David Mark Williams lives in Scotland and writes poetry and short fiction. He has completed two poetry collections to date: The Odd Sock Exchange and Papaya Fantasia. See more at davidmarkwilliams.co.uk.
All Hallows Eve. The most popular haunted house in town was as dark as the inside of an uncarved pumpkin. Not one of its clockwork creatures was stirring.
The property was under new management. The penny-pinching promoter took one look at his scary electric bill and pulled the plug.
John H. Dromey has a story “Cross Genre Traffic Does Not Stop” reprinted online in Unfit Magazine.
Editor: I should have re-titled this story “Who Turned Out the Frights?”
He needed a home. I let him move in. Bought a new bed. Fed him well. Tended to his every need. Let him sit by a real coal fire.
But every time I turned my back, he sneaked off to the woman down the road.
He was just another tom.
Mary Gunn writes short stories and poetry, including Japanese-style poems. She lives on the east coast of Ireland.
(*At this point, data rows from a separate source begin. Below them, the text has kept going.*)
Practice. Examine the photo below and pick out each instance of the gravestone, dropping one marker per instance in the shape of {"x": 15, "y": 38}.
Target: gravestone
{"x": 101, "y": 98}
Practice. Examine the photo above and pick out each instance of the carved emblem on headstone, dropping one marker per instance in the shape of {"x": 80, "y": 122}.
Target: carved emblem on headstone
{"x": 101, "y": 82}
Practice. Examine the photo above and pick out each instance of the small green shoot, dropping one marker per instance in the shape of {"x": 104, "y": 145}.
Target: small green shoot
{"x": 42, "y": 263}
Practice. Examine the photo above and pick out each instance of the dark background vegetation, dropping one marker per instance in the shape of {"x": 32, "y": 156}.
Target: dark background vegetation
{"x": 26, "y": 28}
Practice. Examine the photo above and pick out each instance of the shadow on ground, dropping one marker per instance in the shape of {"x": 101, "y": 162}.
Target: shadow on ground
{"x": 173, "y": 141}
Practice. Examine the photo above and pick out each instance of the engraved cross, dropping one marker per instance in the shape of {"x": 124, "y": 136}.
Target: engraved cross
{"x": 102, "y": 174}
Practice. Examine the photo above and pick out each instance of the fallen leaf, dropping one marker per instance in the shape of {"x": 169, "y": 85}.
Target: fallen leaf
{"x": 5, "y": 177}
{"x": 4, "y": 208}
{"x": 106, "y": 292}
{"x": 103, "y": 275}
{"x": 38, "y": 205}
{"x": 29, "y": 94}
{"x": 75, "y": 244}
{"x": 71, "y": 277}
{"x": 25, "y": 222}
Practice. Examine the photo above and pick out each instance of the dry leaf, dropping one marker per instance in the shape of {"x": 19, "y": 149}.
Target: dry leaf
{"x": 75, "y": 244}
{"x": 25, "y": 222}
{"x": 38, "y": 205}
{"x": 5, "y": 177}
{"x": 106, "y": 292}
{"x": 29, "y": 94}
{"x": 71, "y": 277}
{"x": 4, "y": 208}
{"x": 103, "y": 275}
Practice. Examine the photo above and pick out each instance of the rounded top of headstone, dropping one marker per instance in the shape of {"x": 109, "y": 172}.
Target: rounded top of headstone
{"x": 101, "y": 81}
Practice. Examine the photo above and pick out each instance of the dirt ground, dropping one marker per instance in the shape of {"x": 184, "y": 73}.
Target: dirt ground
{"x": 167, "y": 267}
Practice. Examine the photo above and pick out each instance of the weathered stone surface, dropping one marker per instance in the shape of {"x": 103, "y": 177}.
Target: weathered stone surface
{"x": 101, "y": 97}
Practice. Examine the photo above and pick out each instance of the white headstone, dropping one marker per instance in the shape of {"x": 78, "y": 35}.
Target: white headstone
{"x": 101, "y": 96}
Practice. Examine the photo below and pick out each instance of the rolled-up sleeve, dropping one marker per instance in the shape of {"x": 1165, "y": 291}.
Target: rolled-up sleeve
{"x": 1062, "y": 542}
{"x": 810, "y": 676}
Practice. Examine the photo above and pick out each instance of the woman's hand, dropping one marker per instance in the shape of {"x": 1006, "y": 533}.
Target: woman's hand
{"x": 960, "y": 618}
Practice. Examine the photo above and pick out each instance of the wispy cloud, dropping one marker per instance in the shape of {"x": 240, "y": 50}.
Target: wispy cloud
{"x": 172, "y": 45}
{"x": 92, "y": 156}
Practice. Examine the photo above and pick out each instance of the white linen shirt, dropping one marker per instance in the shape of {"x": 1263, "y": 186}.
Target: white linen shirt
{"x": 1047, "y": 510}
Soul-pain and heartache of days that are gone:
festering things fed by dread and dismay
pounding dark avalanche rolls on and on.
I am its echo, recording per se,
an hour’s background static in the green aisle
rumbling I’ve NOTHING TO DECLARE. Make way
For this humble outmoded cassette tape.
Irish writer Perry McDaid lives in Derry under the brooding brows of Donegal hills which he occasionally hikes in search of druidic inspiration. He even finds it on occasion.
When Heinrich did not die at the apex of his actuarial bell curve, he felt intense relief; blessed. He loved his world as he never had; he felt the breeze as he sat on his deck overlooking the mountains; he squeezed the hand of his spouse
for one sublime second.
T.A. Young’s short story “Stooped” was published in The First Line magazine, summer issue 2017. His poetry appears in the October 2018 issue of Anti-Heroin Chic. You can find his literary reviews on his Instagram page, #thelitreview. He lives and works in New York City.
“They grew a new veggie,” Jane announced excitedly. “It’s supposed to taste like fried chicken. Wanna go and try some?”
“And if it’s no good, we’ll get diarrhea again,” Clara replied dryly.
“Come on, that hasn’t happened since the eggplant incident. And they just didn’t boil the eggs long enough.”
Johanna B. Stumpf is a German millennial, living and working in Norway. She is fairly new to fiction writing, but she did enough academic writing to earn a PhD in Computer Science from the University of Oslo.
Leroy orders online. Two weeks later the package arrives.
It is a head that looks exactly like Leroy.
When his work robot arrives home, he removes its head and replaces it with the new one.
Leroy will wait a month and then try to talk the robot into trading places.
Denny E. Marshall has had art, poetry, and fiction published, including fiction in Night To Dawn October 2018. See more at dennymarshall.com.
Misha suddenly said: “I don’t like homophones.”
I asked her why not.
“Because they’re dangerous,” she said.
“Do you mean ‘people who are anti-gay?'” I asked.
She laughed. “Oh, yeah. Wrong word.”
I agreed with her anyway.
Then I wondered weather she wished she had rather not said that allowed.
Henry lives in Somerset in the UK. He likes jazz flute.